4. En second lieu, d'une part, aux termes de l'article 92 du code général des impôts : " 1. Sont considérés comme provenant de l'exercice d'une profession non commerciale ou comme revenus assimilés aux bénéfices non commerciaux, les bénéfices () de toutes occupations, exploitations lucratives et sources de profits ne se rattachant pas à une autre catégorie de bénéfices ou de revenus. () ". Aux termes de l'article 97 de ce code : " Les contribuables soumis obligatoirement ou sur option au régime de la déclaration contrôlée sont tenus de souscrire chaque année, dans des conditions et délais prévus aux articles 172 et 175, une déclaration dont le contenu est fixé par décret ". D'autre part, aux termes de l'article L. 73 du livre des procédures fiscales : " Peuvent être évalués d'office : / () 2° Le bénéfice imposable des contribuables qui perçoivent des revenus non commerciaux ou des revenus assimilés lorsque la déclaration annuelle prévue à l'article 97 du code général des impôts n'a pas été déposée dans le délai légal ; / () Les dispositions de l'article L. 68 sont applicables dans les cas d'évaluation d'office prévus aux 1° et 2° ". Aux termes de l'article L. 68 de ce livre, dans sa rédaction applicable au présent litige : " La procédure de taxation d'office prévue aux 2° et 5° de l'article L. 66 n'est applicable que si le contribuable n'a pas régularisé sa situation dans les trente jours de la notification d'une mise en demeure. / Toutefois, il n'y a pas lieu de procéder à cette mise en demeure : / () 3° Si le contribuable s'est livré à une activité occulte, au sens () de l'article L. 169 ; () ". Aux termes de cet article L. 169, dans sa rédaction applicable au présent litige : " () L'activité occulte est réputée exercée lorsque le contribuable n'a pas déposé dans le délai légal les déclarations qu'il était tenu de souscrire et soit n'a pas fait connaître son activité à un centre de formalités des entreprises ou au greffe du tribunal de commerce, soit s'est livré à une activité illicite () ".

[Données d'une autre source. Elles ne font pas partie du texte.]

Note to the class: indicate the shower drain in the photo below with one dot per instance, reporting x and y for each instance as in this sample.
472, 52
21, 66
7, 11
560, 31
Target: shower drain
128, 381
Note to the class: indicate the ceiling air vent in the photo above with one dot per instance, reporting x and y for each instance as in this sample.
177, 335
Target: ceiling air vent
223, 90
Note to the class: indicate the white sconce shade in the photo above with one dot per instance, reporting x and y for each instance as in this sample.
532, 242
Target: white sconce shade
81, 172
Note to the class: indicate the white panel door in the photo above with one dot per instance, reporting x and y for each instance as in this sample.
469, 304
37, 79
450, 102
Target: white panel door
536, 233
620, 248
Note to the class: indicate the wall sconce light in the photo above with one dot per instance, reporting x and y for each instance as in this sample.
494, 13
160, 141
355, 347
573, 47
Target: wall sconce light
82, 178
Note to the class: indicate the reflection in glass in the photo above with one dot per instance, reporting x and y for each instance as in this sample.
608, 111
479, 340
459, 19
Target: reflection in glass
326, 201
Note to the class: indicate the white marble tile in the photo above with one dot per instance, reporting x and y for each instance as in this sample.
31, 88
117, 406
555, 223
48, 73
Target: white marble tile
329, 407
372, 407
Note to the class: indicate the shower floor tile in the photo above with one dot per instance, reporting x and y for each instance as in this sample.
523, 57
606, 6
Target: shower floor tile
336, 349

5. Les opérations de contrôle de la SCI France Espaces Publicitaires, dont Mme A est la gérante et l'associée, ont révélé l'existence d'un compte bancaire ouvert au nom de cette société dans les écritures de la Société Générale sur lequel étaient notamment versées des recettes tirées de la location de panneaux publicitaires versés à raison de contrats rédigés par M. A. Il est constant que ce dernier était le seul utilisateur de ce compte bancaire, dont l'existence n'était pas connue de Mme A, et que ces sommes, non déclarées, étaient prélevées par M. A et virées sur le compte bancaire personnel de ce dernier. Au regard de ces éléments, l'administration a pu à bon droit regarder M. A comme ayant exercé à titre individuel une activité de location de panneaux publicitaires, sans qu'aient d'incidence les circonstances que la SCI France Espaces Publicitaires n'est propriétaire ni des panneaux ni des terrains sur lesquels ils sont installés, et qu'il n'était pas habilité à représenter cette société. Par ailleurs, contrairement à ce que soutient M. A, les sommes ainsi perçues et non déclarées ne peuvent pas être regardées comme " prélevées sur les bénéfices sociaux " des sociétés propriétaires des terrains, qui n'ont encaissé aucune recette à raison de la location de panneaux publicitaires. Par conséquent, l'administration a pu regarder M. A comme ayant exercé une activité occulte de détournement de fonds. Ainsi, l'administration a régulièrement mis en œuvre l'évaluation d'office de ses bénéfices non commerciaux.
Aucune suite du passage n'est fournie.